Two recently discovered control networks that govern voluntary brain activity in adults start life as a single network in children, School of Medicine neuroscientists report.
Researchers previously showed the networks supervise most goal-oriented brain activity, enlisting the specialized talents of multiple brain regions for tasks such as reading a word or listening to music. They were surprised to find the two networks merged together in children.
“This has important implications not only for our thinking about how the architecture of the brain develops, but also for how that same structure breaks down in aging, disease and injury,” said senior author Bradley L. Schlaggar, M.D., Ph.D., assistant professor of pediatrics and of radiology.
The results appeared in the Proceedings of the National Academy of Sciences.
Neuroscientists have spent the past few decades pinning brain functions to small brain areas or collaborations between a few of those areas. But scientists have sometimes found it difficult to use this approach to predict how injuries to a given area of the brain will affect a patient’s cognitive abilities.
“We’re optimistic that answers to these problems and other important questions may lie in a more network-oriented approach that analyzes how several different brain regions regularly work with each other, exchanging data, directives and feedback,” said co-author Steven Petersen, Ph.D., the James McDonnell Professor of Cognitive Neuroscience and professor of neurology and of psychology.
In June, Petersen and his colleagues revealed that they had identified two control networks that seem to be in charge of much higher brain function. The two networks do not consult with each other but still work toward a common purpose: control of voluntary, goal-oriented behavior.
Scientists used a new brain scanning technique called resting state functional connectivity MRI to identify the control networks. Instead of analyzing mental activity when a volunteer works on a cognitive task, the new technique scans their brains while they do nothing. The scans reveal changes in the levels of oxygen in blood flowing to different areas of the brain. Researchers interpret correlations in the rise and fall of blood oxygen to different brain areas during inactivity as a sign that those areas likely work together.

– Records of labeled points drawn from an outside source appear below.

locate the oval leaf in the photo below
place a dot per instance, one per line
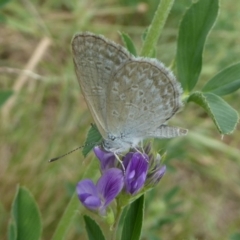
(225, 82)
(223, 115)
(26, 216)
(133, 221)
(129, 43)
(193, 31)
(93, 230)
(93, 138)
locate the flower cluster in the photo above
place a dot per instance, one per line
(136, 172)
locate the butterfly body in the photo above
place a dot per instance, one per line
(130, 98)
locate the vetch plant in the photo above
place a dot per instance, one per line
(127, 177)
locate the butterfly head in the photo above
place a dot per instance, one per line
(118, 144)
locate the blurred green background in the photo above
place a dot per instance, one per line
(47, 117)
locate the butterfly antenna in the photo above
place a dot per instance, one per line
(56, 158)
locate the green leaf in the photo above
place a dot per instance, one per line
(93, 138)
(133, 221)
(66, 219)
(4, 95)
(223, 115)
(193, 31)
(26, 216)
(225, 82)
(12, 231)
(129, 43)
(93, 230)
(155, 29)
(235, 236)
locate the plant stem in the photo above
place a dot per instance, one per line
(115, 225)
(156, 27)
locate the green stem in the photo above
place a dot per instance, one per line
(66, 219)
(115, 225)
(156, 27)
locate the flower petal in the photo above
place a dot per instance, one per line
(136, 172)
(156, 175)
(88, 195)
(110, 185)
(107, 159)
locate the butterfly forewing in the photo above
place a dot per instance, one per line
(96, 59)
(142, 95)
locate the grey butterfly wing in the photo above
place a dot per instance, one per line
(96, 59)
(142, 96)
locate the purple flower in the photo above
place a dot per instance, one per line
(107, 159)
(136, 165)
(99, 196)
(156, 172)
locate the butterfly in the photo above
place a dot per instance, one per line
(130, 98)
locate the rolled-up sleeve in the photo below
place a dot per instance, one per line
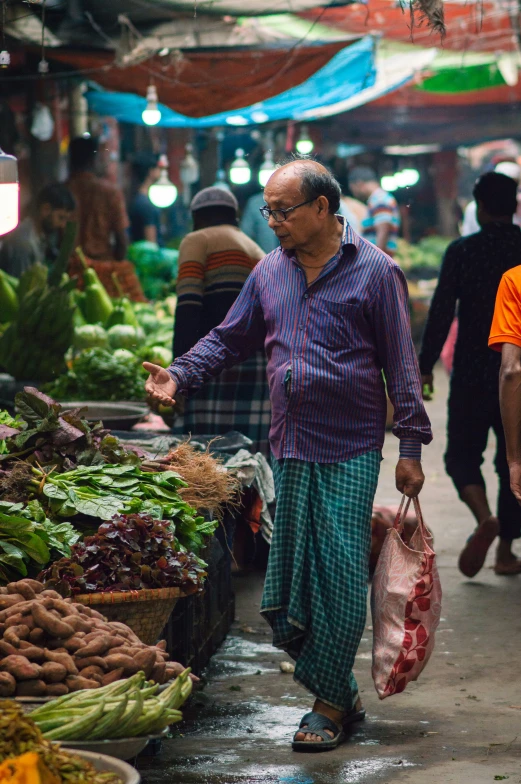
(241, 334)
(398, 358)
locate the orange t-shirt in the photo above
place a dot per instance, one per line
(506, 324)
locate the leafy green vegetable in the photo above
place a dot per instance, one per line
(97, 374)
(103, 491)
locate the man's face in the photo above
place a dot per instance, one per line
(54, 219)
(283, 191)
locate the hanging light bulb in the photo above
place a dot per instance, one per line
(189, 173)
(8, 193)
(267, 168)
(151, 115)
(163, 193)
(305, 145)
(240, 172)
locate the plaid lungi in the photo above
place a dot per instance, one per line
(237, 399)
(315, 592)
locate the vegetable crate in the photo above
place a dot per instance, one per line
(145, 612)
(200, 623)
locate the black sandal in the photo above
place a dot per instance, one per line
(317, 724)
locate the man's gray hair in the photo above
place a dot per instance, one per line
(362, 174)
(317, 183)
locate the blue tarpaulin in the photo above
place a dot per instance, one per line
(351, 70)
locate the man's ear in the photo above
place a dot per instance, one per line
(323, 206)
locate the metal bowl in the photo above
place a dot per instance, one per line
(120, 748)
(106, 764)
(115, 416)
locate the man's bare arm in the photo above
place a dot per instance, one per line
(510, 400)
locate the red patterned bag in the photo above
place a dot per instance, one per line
(406, 605)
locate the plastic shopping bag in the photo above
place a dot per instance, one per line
(406, 605)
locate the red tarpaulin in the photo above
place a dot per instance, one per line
(471, 26)
(202, 83)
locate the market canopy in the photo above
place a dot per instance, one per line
(350, 71)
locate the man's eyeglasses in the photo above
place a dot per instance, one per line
(281, 215)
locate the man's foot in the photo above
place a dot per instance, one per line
(506, 562)
(475, 551)
(331, 713)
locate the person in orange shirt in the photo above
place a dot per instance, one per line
(101, 212)
(505, 336)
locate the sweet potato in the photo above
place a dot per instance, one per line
(20, 667)
(75, 683)
(78, 623)
(73, 644)
(64, 607)
(36, 635)
(95, 647)
(62, 658)
(159, 673)
(7, 684)
(91, 661)
(23, 588)
(57, 689)
(16, 620)
(112, 676)
(52, 672)
(45, 620)
(118, 660)
(146, 661)
(16, 633)
(32, 652)
(9, 600)
(6, 649)
(93, 673)
(32, 688)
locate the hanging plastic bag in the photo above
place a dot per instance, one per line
(405, 604)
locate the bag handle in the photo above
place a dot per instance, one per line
(402, 513)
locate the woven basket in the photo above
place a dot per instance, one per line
(146, 611)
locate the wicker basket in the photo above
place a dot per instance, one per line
(146, 611)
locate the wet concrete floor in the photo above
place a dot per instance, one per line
(461, 722)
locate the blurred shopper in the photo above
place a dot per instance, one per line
(215, 260)
(505, 336)
(254, 225)
(37, 237)
(382, 222)
(470, 275)
(470, 223)
(145, 217)
(101, 212)
(331, 311)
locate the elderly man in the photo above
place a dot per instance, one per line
(331, 311)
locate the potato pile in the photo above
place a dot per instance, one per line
(51, 646)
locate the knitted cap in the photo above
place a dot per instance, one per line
(214, 197)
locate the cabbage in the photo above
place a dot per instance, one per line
(90, 336)
(123, 354)
(124, 336)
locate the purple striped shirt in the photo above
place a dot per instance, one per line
(327, 344)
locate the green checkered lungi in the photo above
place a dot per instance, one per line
(315, 592)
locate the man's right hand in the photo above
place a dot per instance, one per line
(160, 386)
(427, 386)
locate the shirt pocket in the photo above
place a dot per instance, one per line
(339, 324)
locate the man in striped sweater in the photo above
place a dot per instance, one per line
(331, 310)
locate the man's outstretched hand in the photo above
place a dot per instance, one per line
(160, 386)
(409, 477)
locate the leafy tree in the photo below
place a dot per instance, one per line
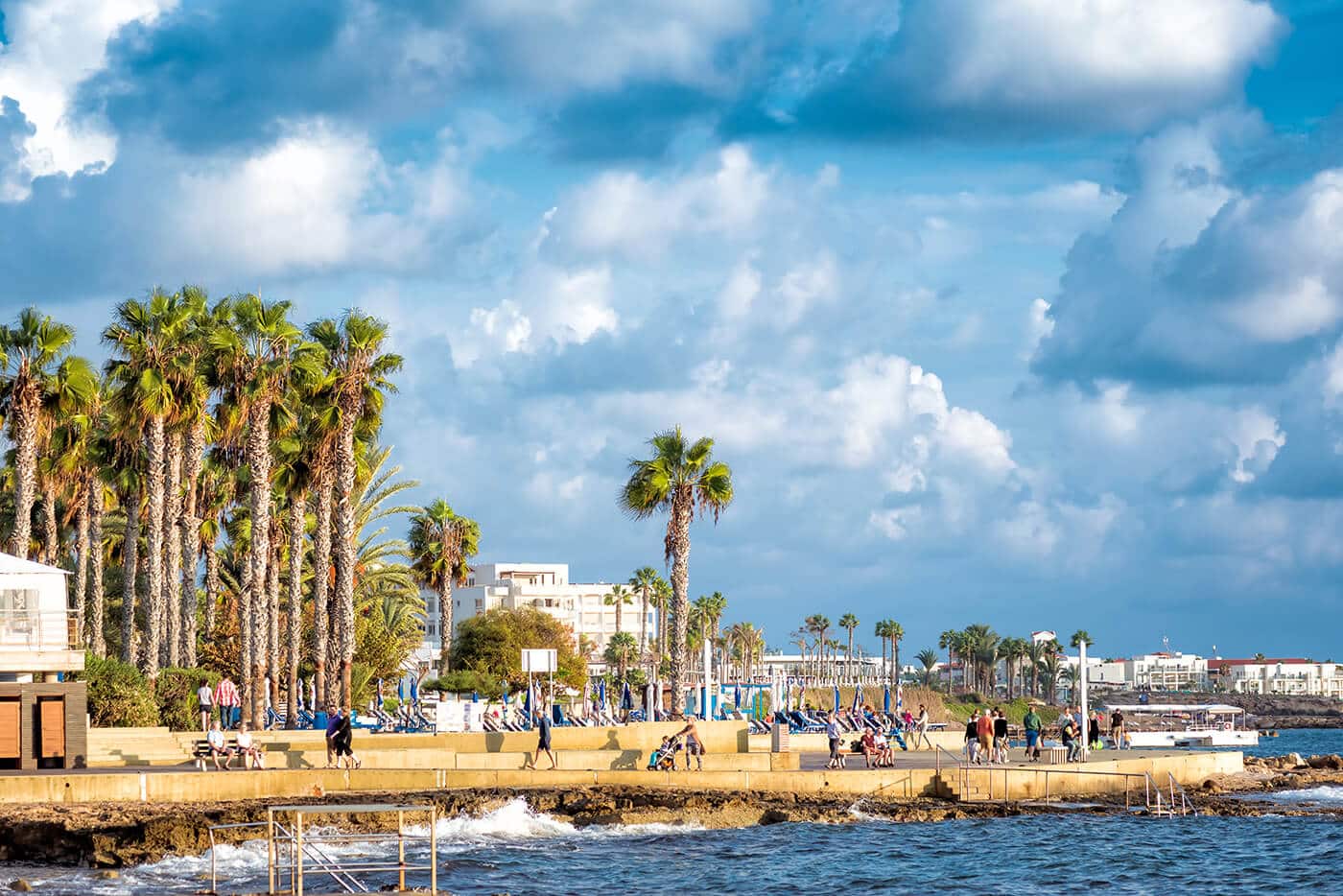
(493, 643)
(678, 479)
(618, 651)
(442, 544)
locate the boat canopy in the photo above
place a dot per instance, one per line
(1174, 707)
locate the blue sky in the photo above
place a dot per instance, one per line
(1020, 313)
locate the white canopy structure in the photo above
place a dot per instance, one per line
(37, 630)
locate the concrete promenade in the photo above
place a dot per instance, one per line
(586, 758)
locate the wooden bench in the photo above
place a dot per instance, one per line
(200, 751)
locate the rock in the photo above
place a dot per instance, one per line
(1331, 762)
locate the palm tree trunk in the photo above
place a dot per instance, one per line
(190, 537)
(26, 409)
(82, 614)
(321, 569)
(678, 539)
(297, 517)
(644, 624)
(445, 625)
(154, 549)
(50, 530)
(272, 647)
(212, 584)
(344, 550)
(172, 551)
(130, 566)
(258, 465)
(93, 623)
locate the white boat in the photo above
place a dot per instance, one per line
(1185, 724)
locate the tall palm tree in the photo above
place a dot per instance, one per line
(678, 479)
(442, 544)
(947, 641)
(929, 658)
(618, 597)
(31, 352)
(895, 633)
(360, 375)
(644, 580)
(255, 358)
(143, 338)
(849, 623)
(883, 631)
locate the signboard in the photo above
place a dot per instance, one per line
(450, 717)
(540, 661)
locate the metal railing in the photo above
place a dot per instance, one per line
(295, 853)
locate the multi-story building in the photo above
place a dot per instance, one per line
(42, 717)
(547, 587)
(1286, 676)
(1166, 671)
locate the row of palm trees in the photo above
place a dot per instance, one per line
(222, 448)
(982, 650)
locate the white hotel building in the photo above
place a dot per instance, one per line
(544, 586)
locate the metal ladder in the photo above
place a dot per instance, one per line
(1170, 802)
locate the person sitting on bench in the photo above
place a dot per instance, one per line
(247, 747)
(215, 738)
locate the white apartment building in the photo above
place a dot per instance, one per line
(1165, 671)
(1293, 676)
(544, 586)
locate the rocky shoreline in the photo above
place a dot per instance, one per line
(121, 835)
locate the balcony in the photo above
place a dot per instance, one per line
(39, 641)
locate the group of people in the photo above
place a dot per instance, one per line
(245, 747)
(224, 697)
(986, 738)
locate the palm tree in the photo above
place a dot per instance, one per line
(257, 355)
(896, 634)
(143, 336)
(31, 353)
(644, 580)
(618, 597)
(442, 544)
(359, 380)
(678, 479)
(929, 657)
(849, 623)
(882, 630)
(947, 641)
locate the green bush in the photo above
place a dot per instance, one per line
(118, 695)
(175, 692)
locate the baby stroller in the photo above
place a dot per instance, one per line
(664, 758)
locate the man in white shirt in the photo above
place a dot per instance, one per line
(205, 697)
(217, 745)
(248, 748)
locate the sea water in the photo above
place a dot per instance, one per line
(517, 851)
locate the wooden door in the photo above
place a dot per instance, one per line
(51, 714)
(10, 730)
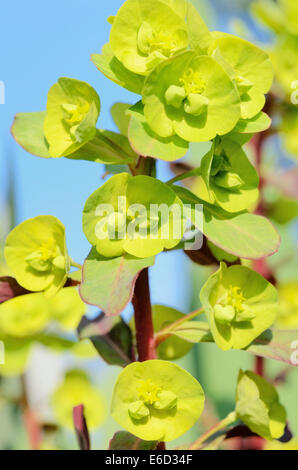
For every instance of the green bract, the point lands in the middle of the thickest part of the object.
(145, 33)
(123, 216)
(240, 304)
(36, 253)
(251, 70)
(72, 111)
(229, 179)
(191, 96)
(76, 390)
(156, 400)
(288, 300)
(257, 405)
(24, 315)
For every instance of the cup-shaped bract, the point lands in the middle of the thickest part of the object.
(156, 400)
(252, 70)
(257, 405)
(146, 32)
(73, 108)
(191, 96)
(24, 315)
(229, 179)
(240, 305)
(75, 390)
(36, 253)
(137, 215)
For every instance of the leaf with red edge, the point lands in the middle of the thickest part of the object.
(111, 337)
(81, 427)
(123, 440)
(9, 288)
(108, 283)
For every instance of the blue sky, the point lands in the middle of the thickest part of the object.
(42, 41)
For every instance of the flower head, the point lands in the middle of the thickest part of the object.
(36, 253)
(130, 221)
(249, 66)
(228, 177)
(240, 305)
(257, 405)
(156, 400)
(191, 96)
(76, 389)
(72, 111)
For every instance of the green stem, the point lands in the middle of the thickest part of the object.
(74, 264)
(163, 334)
(230, 419)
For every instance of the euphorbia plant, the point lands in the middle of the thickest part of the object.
(194, 86)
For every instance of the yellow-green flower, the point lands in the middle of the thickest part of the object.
(36, 253)
(257, 405)
(240, 305)
(73, 108)
(156, 400)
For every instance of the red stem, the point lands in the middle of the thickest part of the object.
(143, 318)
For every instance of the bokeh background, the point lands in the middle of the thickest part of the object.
(40, 42)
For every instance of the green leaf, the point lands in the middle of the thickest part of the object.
(27, 129)
(110, 66)
(147, 143)
(109, 283)
(257, 405)
(243, 235)
(275, 344)
(120, 116)
(110, 336)
(171, 414)
(259, 123)
(123, 440)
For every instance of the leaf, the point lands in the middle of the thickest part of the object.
(259, 123)
(81, 427)
(110, 66)
(27, 129)
(10, 288)
(111, 337)
(194, 332)
(276, 344)
(244, 235)
(123, 440)
(147, 143)
(106, 146)
(109, 283)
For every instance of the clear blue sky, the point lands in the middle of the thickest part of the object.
(40, 42)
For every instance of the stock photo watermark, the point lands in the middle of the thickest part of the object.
(294, 356)
(2, 92)
(2, 353)
(153, 222)
(294, 95)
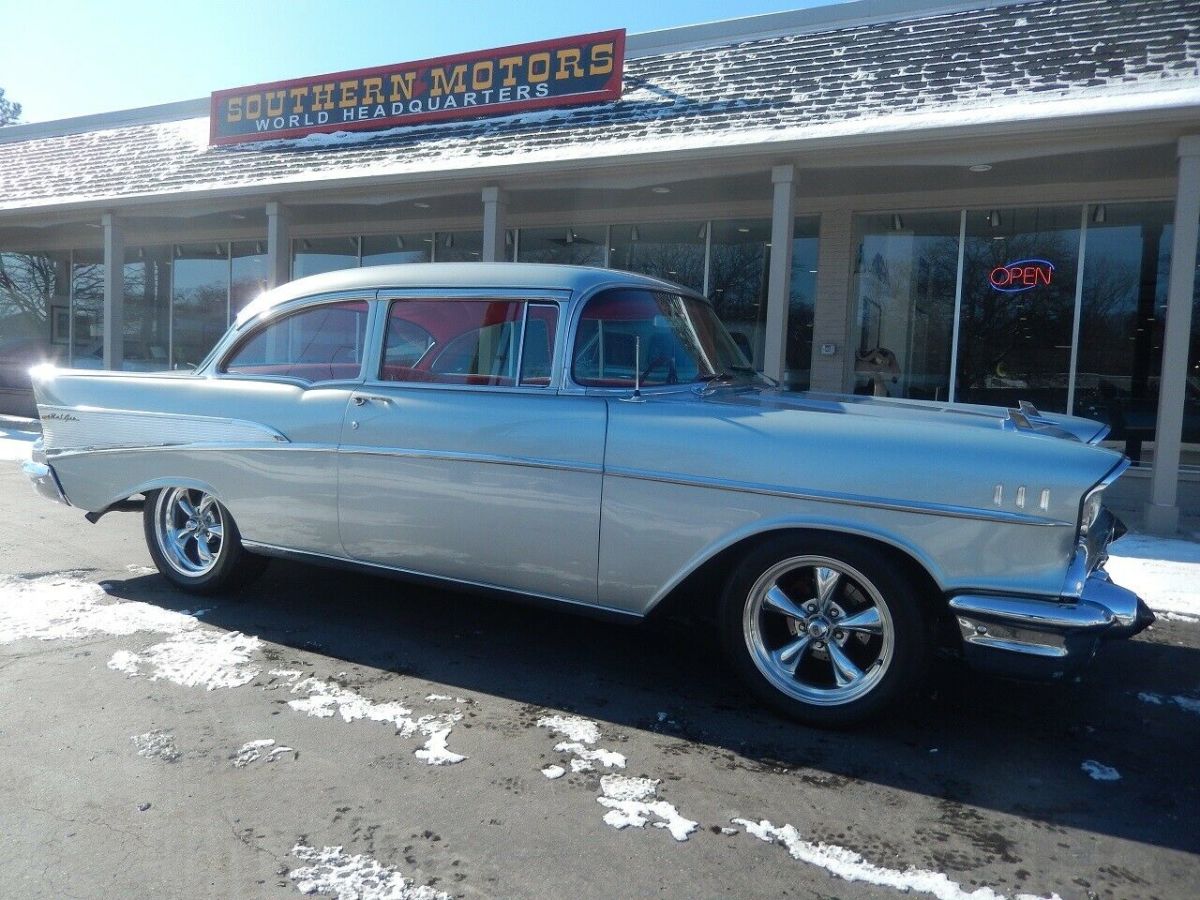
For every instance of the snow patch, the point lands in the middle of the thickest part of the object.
(195, 659)
(61, 607)
(573, 727)
(1187, 703)
(849, 865)
(1163, 571)
(1099, 772)
(630, 804)
(157, 745)
(354, 877)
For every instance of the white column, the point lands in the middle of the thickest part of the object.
(114, 292)
(1162, 514)
(279, 245)
(779, 279)
(495, 209)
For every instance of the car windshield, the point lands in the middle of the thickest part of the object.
(653, 337)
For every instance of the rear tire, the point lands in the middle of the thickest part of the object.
(823, 628)
(195, 541)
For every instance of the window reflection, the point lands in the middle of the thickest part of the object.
(905, 270)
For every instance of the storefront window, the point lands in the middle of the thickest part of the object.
(737, 281)
(147, 309)
(199, 300)
(905, 268)
(567, 245)
(34, 315)
(312, 256)
(88, 309)
(247, 274)
(673, 251)
(457, 246)
(394, 249)
(1018, 306)
(802, 301)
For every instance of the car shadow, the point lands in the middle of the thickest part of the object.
(967, 741)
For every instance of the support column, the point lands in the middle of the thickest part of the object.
(831, 310)
(279, 245)
(114, 292)
(1162, 514)
(495, 214)
(779, 279)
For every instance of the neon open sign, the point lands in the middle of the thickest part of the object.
(1021, 275)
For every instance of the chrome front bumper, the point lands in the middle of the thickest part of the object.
(1041, 639)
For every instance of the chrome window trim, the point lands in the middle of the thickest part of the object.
(847, 499)
(559, 299)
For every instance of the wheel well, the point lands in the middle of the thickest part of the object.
(695, 598)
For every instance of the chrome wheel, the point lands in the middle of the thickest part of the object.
(819, 630)
(190, 531)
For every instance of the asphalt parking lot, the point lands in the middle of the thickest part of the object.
(451, 745)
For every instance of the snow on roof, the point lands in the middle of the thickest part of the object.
(1051, 57)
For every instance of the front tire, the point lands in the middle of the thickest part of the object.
(823, 628)
(195, 541)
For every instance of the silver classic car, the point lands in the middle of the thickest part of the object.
(595, 438)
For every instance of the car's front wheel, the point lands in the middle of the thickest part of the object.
(195, 541)
(823, 628)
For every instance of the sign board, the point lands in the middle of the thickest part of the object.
(1021, 275)
(562, 72)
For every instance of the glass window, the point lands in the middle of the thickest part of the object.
(312, 256)
(247, 274)
(673, 251)
(453, 341)
(801, 303)
(457, 246)
(737, 281)
(904, 277)
(538, 352)
(88, 309)
(1018, 306)
(35, 321)
(199, 300)
(631, 336)
(565, 245)
(147, 310)
(394, 249)
(321, 343)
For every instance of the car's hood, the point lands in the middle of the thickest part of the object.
(936, 413)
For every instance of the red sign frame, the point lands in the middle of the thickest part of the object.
(599, 88)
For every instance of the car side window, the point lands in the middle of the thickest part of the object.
(475, 342)
(319, 343)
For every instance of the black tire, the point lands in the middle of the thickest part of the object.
(868, 619)
(180, 559)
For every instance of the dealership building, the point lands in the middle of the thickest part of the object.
(969, 202)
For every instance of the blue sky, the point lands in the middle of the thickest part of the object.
(64, 58)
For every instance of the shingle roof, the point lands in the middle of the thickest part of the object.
(843, 81)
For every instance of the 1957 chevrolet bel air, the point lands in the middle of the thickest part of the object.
(595, 438)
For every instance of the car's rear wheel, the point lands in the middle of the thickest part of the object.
(195, 541)
(825, 628)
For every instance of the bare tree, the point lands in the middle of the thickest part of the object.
(10, 112)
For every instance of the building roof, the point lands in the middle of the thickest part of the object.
(1006, 64)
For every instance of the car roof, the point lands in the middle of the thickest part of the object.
(456, 276)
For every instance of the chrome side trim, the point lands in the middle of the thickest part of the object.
(441, 580)
(850, 499)
(486, 459)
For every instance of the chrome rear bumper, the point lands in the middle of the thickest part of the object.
(1042, 639)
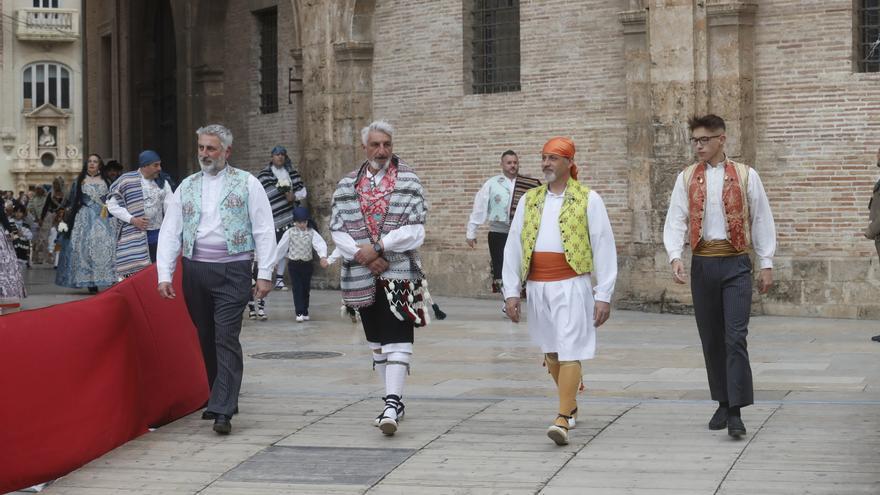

For the new study, scientists analyzed the brains of 210 children, adolescents and adults. They found the two control networks are merged in children but begin pulling apart in adolescents. The prominent changes add another layer of intricacy to the challenge of predicting how brain injuries will affect patients.
“These networking changes mean a lesion in the same place in the brain could have different consequences depending on when it occurs,” said Schlaggar, also assistant professor of neurology and of neurobiology and anatomy.
Researchers also found a key component of the sustaining network in adults was closely linked in children to regions that eventually make up the heart of the adaptive network.
“We expected to find some differences in terms of these networks not being fully mature, but a complete switch of allegiance was not something our field would have predicted and is quite provocative,” Petersen said.